The casino acquisition game in Las Vegas is stronger than ever. It’s difficult at times to keep up with which property is owned by whom and who is about to take over the deed. In one of the more recent moves, MGM Resorts International has been getting rid of a handful of its properties to various takers and the Nevada Gaming Commission (NGC) has just approved the latest. Congratulations, Phil Ruffin, you’re going to be the proud owner of the soon-to-be-former MGM property Circus Circus.
The never-ending list of casino acquisitions and mergers probably feels like a circus to some, but the billionaire owner of the Treasure Island hotel and casino (among many other ventures) sees Circus Circus more as an additional anchor for his portfolio. The NGC approved the deal yesterday, which had first been announced this past October, paving the way for $825 million to be directed into MGM’s pockets.

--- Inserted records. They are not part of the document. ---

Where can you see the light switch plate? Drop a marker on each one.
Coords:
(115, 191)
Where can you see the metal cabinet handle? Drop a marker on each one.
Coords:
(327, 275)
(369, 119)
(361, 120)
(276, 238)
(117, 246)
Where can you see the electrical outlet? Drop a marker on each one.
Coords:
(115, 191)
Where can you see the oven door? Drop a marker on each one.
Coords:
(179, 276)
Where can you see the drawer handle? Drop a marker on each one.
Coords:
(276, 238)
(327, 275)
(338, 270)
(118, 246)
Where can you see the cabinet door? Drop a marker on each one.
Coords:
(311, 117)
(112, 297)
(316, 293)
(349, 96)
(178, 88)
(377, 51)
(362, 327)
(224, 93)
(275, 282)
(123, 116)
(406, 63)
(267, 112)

That’s the amount MGM and Ruffin agreed on for the purchase of the Vegas Strip venue, and Ruffin will now hand over $662.5 million in cash to consummate the deal. On top of that, MGM is floating a note worth $162.5 million, which will be due in 2024. Not bad, considering the property cost $15 million to build in 1968. By today’s standards, that amount would be worth around $110.8 million.
MGM hasn’t been taking advantage of all that Circus Circus had to offer, an oversight Ruffin plans on correcting. On the second floor of the venue sits a massive 20,000-square-foot space that now sits abandoned. Ruffin told the Nevada Gaming Control Board last month that it’s time to put the space to good use, and that it might make a good place for a bingo hall.